Why Pacific Grove Matters to Pension Reformers

UnionWatch has just released the fourth and final installment of “The Fall of Pacific Grove – The Final Chapter,” written by John Moore, who is a retired attorney and resident of Pacific Grove. This four part series constitutes an extended epilogue to a eight part series on Pacific Grove which was published last year on UnionWatch. Links to all twelve installments appear at the conclusion of this post.

Moore’s earlier set of articles describe in detail how Pacific Grove slid inexorably towards insolvency by yielding, again and again, year after year, to pressure from local government unions to award unaffordable pension benefits to city employees. Pacific Grove’s challenges are a textbook case of how there is simply no interest group, anywhere, currently capable of standing up to the political power of government unions. This small city now faces the possibility of selling off every asset they’ve got, primarily real estate, to private developers to raise cash for the city’s perpetually escalating annual pension contributions. They face the possibility of rezoning to allow construction of huge tourist hotels that will destroy the quality of life for residents, in order to enable new tax revenue producing assets to help pay the city’s required pension contributions.
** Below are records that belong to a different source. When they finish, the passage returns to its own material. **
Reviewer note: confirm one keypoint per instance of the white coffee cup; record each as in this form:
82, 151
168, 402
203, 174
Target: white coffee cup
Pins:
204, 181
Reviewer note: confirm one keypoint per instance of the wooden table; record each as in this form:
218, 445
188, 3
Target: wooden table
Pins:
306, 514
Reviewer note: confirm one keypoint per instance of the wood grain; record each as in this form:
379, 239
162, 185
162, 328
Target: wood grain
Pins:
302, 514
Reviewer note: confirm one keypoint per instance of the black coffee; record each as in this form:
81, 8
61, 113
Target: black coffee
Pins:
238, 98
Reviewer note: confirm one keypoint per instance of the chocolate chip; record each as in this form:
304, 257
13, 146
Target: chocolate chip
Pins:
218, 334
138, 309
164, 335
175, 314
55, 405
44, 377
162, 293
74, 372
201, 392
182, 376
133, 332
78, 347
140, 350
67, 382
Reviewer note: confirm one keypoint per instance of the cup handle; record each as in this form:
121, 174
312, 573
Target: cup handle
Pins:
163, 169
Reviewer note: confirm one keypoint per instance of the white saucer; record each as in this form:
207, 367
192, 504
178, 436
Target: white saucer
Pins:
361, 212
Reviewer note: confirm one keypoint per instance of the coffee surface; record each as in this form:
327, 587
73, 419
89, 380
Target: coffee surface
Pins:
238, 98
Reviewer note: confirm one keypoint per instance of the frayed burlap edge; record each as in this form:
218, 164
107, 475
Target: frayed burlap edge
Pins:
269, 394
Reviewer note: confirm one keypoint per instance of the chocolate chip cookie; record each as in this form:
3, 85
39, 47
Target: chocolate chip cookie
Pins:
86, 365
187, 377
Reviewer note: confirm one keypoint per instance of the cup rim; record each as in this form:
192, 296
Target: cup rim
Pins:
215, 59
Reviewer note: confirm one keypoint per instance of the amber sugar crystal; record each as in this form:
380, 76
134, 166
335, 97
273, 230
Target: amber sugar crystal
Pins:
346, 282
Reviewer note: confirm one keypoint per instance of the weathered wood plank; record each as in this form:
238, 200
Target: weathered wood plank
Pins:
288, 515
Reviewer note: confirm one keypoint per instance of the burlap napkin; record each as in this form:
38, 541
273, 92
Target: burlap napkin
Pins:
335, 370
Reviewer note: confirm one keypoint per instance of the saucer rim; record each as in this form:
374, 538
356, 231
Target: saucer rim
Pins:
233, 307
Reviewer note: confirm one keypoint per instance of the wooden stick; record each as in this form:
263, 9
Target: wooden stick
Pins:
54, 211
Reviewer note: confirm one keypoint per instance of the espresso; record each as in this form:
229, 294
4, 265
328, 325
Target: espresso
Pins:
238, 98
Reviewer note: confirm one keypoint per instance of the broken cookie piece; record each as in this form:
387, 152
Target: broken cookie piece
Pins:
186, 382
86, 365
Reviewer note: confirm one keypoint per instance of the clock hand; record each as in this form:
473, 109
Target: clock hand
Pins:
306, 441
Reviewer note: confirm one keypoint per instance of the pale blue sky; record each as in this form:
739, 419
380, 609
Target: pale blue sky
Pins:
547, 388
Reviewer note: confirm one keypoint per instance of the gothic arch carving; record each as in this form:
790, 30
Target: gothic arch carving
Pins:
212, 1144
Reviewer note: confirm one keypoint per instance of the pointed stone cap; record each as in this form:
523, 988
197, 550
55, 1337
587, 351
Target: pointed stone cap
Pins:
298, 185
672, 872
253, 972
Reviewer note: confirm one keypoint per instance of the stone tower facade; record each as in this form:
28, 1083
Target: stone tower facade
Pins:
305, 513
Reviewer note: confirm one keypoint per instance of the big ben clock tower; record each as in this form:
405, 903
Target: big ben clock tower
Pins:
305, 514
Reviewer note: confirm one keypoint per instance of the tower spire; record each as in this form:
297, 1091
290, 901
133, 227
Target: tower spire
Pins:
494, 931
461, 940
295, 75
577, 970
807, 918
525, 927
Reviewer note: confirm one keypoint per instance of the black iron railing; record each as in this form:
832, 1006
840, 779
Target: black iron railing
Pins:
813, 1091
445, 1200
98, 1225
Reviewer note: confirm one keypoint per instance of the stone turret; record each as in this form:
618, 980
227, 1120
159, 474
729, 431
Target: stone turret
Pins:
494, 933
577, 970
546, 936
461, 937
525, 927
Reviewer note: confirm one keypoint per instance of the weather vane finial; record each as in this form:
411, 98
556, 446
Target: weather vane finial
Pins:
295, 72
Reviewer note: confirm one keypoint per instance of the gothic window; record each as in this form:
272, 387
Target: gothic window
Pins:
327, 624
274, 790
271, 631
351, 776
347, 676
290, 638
Anyone familiar with local politics knows that one of the only special interests with the financial strength to oppose government unions in small towns are land developers. This end-game, where public assets are sold to developers to generate cash for pension contributions ought to put to rest any remaining debate as to who runs our cities and counties. Of course developers aren’t going to oppose government unions. By extension, and in a disappointing twist of irony, why should any libertarian leaning private sector special interest oppose government unions? As these unions drive our public institutions into bankruptcy, private sector investors buy the assets of our hollowed out public institutions at fire sale prices.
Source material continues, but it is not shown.